(Place on page 7, after para 5, ending in Christmas)
When I didn't fracture while awake or while asleep, I had nightmares about fractures. Often I would wake up screaming, dreaming of falling. It was a terrible feeling, knowing I was falling, knowing I would break a bone, knowing it was going to hurt, knowing what would happen after- the chaos, the ambulance ride to the hospital, the cast, the pain. I couldn't stop it. The fear was overwelming. Before I hit the ground a warm flushness would flow through my entire body. And when I hit, a leg twisted awkwardly, snapping the tibia, fibia or femur, the intense burning and agonizing pain at the fracture sight, my life would flash before my eyes each time. Oh, no..not again.
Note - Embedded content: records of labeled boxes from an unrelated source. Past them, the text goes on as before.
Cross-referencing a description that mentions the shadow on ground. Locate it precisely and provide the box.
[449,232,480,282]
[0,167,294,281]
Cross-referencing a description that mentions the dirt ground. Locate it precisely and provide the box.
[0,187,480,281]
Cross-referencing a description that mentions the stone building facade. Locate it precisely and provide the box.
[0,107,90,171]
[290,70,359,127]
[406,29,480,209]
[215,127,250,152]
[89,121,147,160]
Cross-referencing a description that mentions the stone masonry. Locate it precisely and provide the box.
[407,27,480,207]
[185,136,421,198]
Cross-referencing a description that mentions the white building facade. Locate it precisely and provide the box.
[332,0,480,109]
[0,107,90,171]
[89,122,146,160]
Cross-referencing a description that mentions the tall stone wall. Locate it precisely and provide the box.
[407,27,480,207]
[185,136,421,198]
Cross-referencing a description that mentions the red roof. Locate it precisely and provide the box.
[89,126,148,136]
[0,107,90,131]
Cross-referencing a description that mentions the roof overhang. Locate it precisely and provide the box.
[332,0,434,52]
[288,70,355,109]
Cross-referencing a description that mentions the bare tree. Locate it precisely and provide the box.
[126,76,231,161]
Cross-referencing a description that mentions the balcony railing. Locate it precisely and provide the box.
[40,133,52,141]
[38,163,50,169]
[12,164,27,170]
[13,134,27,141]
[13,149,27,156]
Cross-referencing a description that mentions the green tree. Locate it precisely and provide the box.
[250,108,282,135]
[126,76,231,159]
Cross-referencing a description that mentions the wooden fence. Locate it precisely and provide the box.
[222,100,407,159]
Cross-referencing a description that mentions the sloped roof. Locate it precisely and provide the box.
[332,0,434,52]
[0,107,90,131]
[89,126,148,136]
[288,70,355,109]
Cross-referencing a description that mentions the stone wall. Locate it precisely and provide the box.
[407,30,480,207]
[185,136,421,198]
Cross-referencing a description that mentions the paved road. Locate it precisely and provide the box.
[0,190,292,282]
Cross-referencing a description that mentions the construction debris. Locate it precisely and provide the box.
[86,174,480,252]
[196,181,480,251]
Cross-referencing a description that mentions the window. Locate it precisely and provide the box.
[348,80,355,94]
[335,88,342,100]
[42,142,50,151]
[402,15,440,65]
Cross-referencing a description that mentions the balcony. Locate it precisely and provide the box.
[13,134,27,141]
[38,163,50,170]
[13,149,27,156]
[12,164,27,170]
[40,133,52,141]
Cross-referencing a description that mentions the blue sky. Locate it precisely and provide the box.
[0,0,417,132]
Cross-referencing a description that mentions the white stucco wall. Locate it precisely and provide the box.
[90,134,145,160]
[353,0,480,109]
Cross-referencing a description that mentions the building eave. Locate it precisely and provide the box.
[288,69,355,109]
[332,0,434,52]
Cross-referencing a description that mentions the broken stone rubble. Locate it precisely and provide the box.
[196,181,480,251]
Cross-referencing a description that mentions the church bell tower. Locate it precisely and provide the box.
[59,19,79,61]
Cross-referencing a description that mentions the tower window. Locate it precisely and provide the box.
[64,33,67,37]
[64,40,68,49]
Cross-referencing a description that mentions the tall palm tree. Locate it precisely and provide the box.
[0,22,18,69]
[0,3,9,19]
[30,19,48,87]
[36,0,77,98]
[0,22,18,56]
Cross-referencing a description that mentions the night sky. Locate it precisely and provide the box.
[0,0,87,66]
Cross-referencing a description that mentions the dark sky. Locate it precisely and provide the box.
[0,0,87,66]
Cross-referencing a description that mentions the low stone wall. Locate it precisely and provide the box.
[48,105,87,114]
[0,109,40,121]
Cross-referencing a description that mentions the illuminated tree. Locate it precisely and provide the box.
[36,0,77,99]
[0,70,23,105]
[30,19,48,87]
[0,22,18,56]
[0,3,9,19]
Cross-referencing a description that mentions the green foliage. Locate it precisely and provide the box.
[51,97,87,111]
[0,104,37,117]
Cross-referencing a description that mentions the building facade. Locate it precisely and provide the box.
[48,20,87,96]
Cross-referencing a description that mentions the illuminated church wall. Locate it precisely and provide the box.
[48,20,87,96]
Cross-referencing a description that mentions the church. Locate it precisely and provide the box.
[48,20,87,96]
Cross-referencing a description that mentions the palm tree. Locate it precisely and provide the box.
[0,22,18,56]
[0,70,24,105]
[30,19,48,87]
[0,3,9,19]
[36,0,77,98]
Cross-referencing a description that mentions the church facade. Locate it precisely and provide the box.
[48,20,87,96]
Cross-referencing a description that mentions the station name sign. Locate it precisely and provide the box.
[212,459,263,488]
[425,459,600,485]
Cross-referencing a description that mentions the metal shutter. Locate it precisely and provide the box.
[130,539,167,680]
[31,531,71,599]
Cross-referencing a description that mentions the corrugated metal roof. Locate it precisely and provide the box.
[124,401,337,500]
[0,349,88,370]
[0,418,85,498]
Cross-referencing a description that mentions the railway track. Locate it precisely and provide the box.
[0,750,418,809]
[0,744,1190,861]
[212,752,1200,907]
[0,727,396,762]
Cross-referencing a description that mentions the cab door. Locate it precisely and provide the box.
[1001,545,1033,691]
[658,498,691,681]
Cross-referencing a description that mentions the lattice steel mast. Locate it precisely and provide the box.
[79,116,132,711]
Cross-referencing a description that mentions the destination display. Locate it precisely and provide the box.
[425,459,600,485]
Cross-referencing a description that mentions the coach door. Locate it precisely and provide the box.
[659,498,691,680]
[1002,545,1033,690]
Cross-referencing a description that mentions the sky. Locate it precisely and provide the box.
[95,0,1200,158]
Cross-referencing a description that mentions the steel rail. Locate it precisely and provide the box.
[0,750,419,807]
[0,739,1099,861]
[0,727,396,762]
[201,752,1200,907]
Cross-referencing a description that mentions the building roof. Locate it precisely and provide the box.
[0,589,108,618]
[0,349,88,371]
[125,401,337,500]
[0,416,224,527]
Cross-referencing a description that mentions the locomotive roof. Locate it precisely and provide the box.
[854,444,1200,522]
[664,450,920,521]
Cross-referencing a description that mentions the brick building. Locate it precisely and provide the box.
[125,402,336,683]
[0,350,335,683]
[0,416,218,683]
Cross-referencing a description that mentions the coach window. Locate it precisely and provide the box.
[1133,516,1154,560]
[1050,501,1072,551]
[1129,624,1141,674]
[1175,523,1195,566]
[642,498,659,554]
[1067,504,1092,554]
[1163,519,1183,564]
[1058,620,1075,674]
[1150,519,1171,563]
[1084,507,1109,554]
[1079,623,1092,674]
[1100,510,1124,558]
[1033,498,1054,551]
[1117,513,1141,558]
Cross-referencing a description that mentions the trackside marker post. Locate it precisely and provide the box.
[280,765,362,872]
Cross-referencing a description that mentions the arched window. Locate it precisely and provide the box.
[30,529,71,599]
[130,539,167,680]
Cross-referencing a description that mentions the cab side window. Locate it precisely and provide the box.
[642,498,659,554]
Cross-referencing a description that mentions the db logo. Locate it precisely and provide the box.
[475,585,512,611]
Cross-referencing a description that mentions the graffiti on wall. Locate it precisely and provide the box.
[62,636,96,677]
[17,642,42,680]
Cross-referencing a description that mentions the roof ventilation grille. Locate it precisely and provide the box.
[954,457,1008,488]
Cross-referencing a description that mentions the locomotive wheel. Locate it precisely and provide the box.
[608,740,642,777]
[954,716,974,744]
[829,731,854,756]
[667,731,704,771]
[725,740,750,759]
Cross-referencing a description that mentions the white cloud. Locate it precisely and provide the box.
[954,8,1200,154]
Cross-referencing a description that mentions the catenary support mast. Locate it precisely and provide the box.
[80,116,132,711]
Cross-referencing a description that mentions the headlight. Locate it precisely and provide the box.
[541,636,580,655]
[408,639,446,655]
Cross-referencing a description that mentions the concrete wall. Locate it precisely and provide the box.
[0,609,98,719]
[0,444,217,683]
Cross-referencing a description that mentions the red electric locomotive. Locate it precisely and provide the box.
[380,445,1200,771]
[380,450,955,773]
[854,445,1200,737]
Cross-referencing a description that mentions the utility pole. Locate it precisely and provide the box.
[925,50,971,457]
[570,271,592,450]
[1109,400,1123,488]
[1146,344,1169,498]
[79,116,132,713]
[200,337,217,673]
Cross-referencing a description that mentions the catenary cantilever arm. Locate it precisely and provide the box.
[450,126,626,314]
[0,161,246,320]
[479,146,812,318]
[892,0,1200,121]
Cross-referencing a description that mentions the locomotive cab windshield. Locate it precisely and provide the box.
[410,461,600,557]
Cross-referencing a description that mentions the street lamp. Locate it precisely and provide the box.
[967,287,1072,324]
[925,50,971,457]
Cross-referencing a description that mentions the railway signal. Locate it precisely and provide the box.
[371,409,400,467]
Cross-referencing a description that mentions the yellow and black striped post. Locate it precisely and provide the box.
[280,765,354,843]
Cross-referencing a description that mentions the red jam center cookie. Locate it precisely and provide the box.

And no matter how many times I broke a bone, it always seemed surreal. Soon reality blended into my dreams. Was this another nightmare or was this real? And when I woke up each time it would be frightening to know if it was all a dream or if I really had another plaster cast wrapped around a broken leg. I could never get away from it. Broken bones haunted me incessantly during my childhood.
Even later in life, when the fractures were less frequent, the nightmares continued. When I didn't fracture, I had nightmares about fracturing. I could actually feel the pain in my dreams. I'm sure I had PDST- Post Traumatic Stress Disorder- something that was never treated. Back when I was a kid PDST wasn't taken as seriously as it is now. Maybe soldiers returning from the war were treated for stress , but not a child like me who had suffered numerous devastating events and still endured all-too-real nightmares.